Vestas reveals Norremark deals could cost EUR18 million

DENMARK: Vestas has announced it is terminating its severance agreement with former chief financial officer and deputy CEO Henrik Norremark, citing unauthorised deals costing the company "up to EUR 18 million".

Norremark dismissal by Vestas in February was one of a number of boardroom changes brought about by CEO Ditlev Engel. This included chairman Bent Carlsen and deputy chairman Torsten Rasmussen.

Vestas said the latest decision was taken after the company's management became aware of two agreements made by Norremark in India last year without approval by the board or Engel.

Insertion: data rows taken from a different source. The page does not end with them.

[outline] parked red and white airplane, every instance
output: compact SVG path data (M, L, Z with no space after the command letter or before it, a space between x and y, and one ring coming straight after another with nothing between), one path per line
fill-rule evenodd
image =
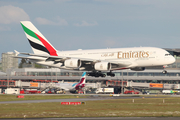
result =
M83 72L81 79L78 83L56 83L57 88L63 89L65 91L79 90L86 86L86 72Z
M94 50L58 51L39 32L30 21L21 21L27 39L34 54L25 58L37 64L57 67L60 69L90 71L88 75L105 77L115 76L112 71L131 69L144 70L149 66L164 66L175 62L175 58L166 50L155 47L134 47ZM167 71L164 70L164 73Z

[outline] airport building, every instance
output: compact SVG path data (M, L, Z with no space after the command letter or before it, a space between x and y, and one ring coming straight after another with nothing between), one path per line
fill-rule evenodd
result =
M1 65L3 72L7 72L8 69L18 68L18 59L13 58L13 56L15 56L13 52L2 53Z
M163 74L163 67L148 67L144 71L120 70L114 71L115 77L91 77L87 76L87 83L98 84L93 86L113 87L115 93L120 93L123 89L139 90L180 90L180 49L166 49L175 58L176 62L168 65L167 74ZM20 87L30 89L40 89L43 86L52 86L52 83L58 82L78 82L82 75L82 71L68 71L58 68L36 69L21 68L9 69L6 75L0 75L0 87ZM38 83L36 86L32 86ZM48 83L48 84L47 84ZM44 88L43 88L44 89Z

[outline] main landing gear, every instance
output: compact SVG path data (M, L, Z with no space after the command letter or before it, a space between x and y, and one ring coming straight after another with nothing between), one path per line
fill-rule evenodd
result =
M163 66L164 70L162 71L163 74L167 74L167 71L165 70L166 66Z
M106 74L102 73L101 71L99 72L90 72L88 73L88 76L93 76L93 77L106 77ZM114 77L115 74L112 72L107 72L107 76Z

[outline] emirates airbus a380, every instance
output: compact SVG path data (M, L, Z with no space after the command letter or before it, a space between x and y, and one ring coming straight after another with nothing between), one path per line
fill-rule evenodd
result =
M104 72L107 72L107 76L115 76L112 73L114 70L141 71L145 70L145 67L164 66L175 62L175 58L169 52L155 47L58 51L30 21L21 21L21 25L34 53L15 51L16 55L28 55L16 57L41 65L89 71L89 76L105 77Z

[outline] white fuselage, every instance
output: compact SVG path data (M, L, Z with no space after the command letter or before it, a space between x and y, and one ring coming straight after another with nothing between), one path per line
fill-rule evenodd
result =
M58 51L58 56L125 64L125 68L163 66L175 62L175 58L169 52L155 47ZM54 64L52 61L38 63L66 69L64 66L60 67L62 63Z

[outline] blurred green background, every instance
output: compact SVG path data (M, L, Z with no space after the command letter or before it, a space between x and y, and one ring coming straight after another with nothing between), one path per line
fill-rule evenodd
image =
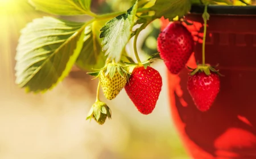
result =
M131 3L92 1L96 12L127 9ZM44 94L26 94L18 88L14 83L14 68L19 31L34 18L44 15L47 15L35 11L27 1L0 0L0 158L189 158L171 121L166 70L162 61L152 65L163 80L153 112L139 113L124 90L112 101L101 92L101 99L113 113L112 119L104 125L85 120L94 101L97 81L91 80L91 76L77 68ZM141 36L141 48L147 53L155 51L155 39L147 42L143 39L150 34L158 35L155 28L159 23ZM144 42L151 45L147 48Z

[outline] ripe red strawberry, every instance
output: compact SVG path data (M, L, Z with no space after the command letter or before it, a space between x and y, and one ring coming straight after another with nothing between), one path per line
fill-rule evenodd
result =
M220 90L220 78L216 73L207 76L198 72L189 76L188 90L197 108L205 111L210 108Z
M171 22L158 37L160 56L172 74L178 74L193 52L194 41L191 33L180 22Z
M148 114L155 108L162 84L157 70L142 66L134 68L125 89L138 110L143 114Z

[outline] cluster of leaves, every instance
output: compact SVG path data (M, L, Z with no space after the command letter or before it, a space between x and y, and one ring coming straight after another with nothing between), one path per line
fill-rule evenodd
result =
M125 48L139 32L134 31L134 26L145 28L162 16L171 21L182 18L192 5L205 1L133 1L127 11L98 15L90 10L91 0L29 0L36 9L47 13L92 18L76 22L46 16L28 23L17 47L16 83L27 91L44 92L63 80L74 65L91 71L102 68L107 58L131 62Z

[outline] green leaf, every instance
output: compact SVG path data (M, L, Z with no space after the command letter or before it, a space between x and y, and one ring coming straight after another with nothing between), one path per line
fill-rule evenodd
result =
M122 71L122 69L121 67L121 66L118 66L118 67L117 68L117 71L118 72L119 74L122 77L124 77L124 76L123 76L123 72Z
M138 2L127 10L126 14L121 14L109 20L101 29L100 38L104 38L102 44L105 55L108 58L120 60L123 48L130 40L132 28L134 24L134 18L137 10Z
M96 119L97 121L98 121L101 117L100 107L94 107L94 108L93 110L93 115L94 115L95 119Z
M98 38L98 31L103 25L101 22L96 21L85 28L84 46L76 63L83 70L92 71L102 68L105 65L106 57L102 51Z
M28 0L36 10L48 13L74 15L88 14L90 12L90 0Z
M115 75L116 68L115 66L109 65L109 76L110 77L110 78L112 78L114 77L114 75Z
M145 69L147 68L147 66L150 66L150 62L146 62L144 63L142 63L142 65L144 66L144 68L145 68Z
M155 5L151 9L155 11L156 18L164 16L169 20L178 16L181 18L190 10L191 2L190 0L156 0Z
M101 71L94 72L88 72L87 74L90 74L92 76L98 76Z
M105 106L101 107L101 112L103 114L106 114L107 110L106 108L106 107L105 107Z
M38 93L62 81L81 51L85 25L51 17L29 23L17 47L16 83Z
M76 0L75 1L78 2L84 10L90 10L90 3L92 2L92 0Z
M94 108L93 106L92 106L90 108L90 110L88 112L88 114L87 114L87 117L86 117L86 120L88 120L89 119L90 119L90 119L92 119L92 115L93 115L93 108Z
M204 11L202 15L202 17L204 20L209 20L209 19L210 18L210 15L207 12L207 5L205 6Z

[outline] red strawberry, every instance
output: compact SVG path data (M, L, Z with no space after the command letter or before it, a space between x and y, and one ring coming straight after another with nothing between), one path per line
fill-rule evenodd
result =
M187 84L197 108L201 111L209 110L220 90L218 75L210 72L207 76L204 72L198 72L189 76Z
M191 33L180 22L171 22L158 37L160 56L172 74L178 74L193 52L194 41Z
M150 66L134 68L125 87L138 110L143 114L153 111L162 86L159 73Z

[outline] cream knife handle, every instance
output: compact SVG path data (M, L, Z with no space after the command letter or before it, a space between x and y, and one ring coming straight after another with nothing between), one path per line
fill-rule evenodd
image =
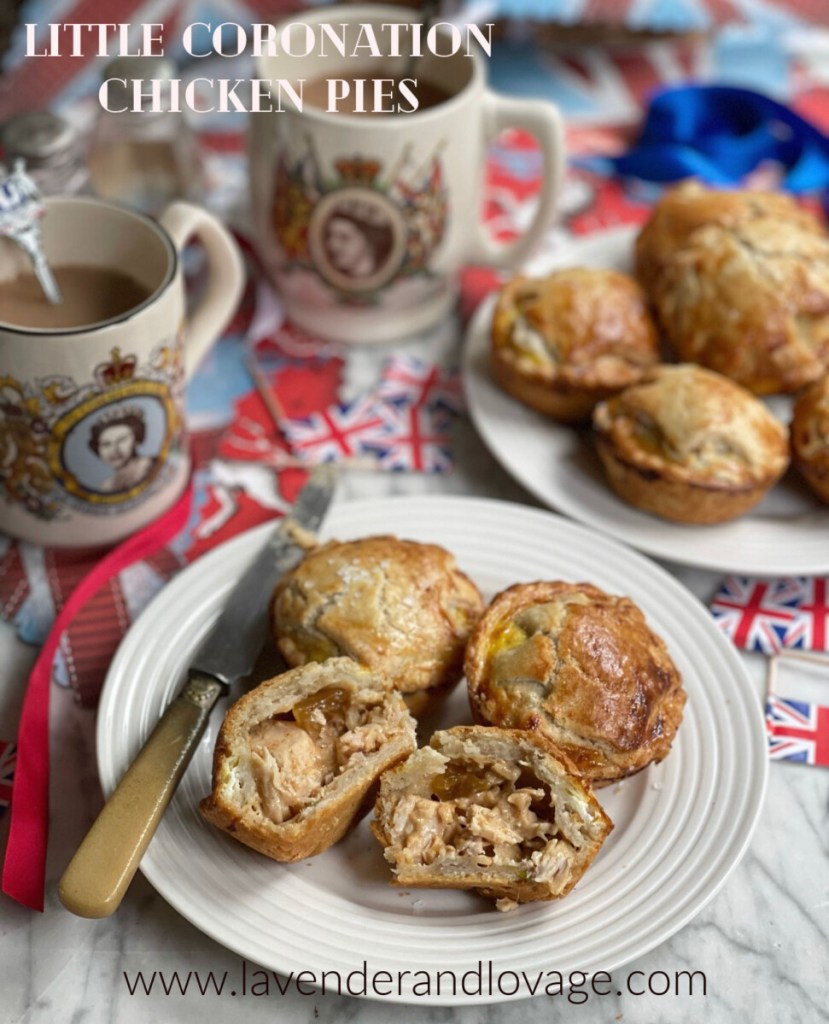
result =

In a statement, Vestas said: "[Norremark] seems to have entered into these agreements in violation of the company's internal provisions regulating his power to bind the company as well as the company’s interests in general. Through his dispositions, he appears to have caused Vestas a loss of EUR 4m, possibly up to EUR 18m.

"By all appearances, the EUR 4m has been lost, since Henrik Nørremark has waived this amount as part of one of the agreements, while it is being examined to which extent the other EUR 14m, which has been transferred to two Indian companies, might be reversed."

Vestas has not revealed any other details about the agreements.

Vestas chairman Bert Nordberg said: "We have not yet taken a position on whether there are grounds for legal claims. It is a complex investigation which is going on; so any legal claim will depend on the legal assessment of any additional information, which it is possible for auditors and lawyers to obtain during the investigation process."

In February, Vestas said Norremark had been dismissed after the board "received a thorough briefing on the conditions which, during the last months, have led to profit warnings". He had only been deputy CEO for a month.

Last week, Vestas revealed it would be making substantial cutbacks to its Indian operation.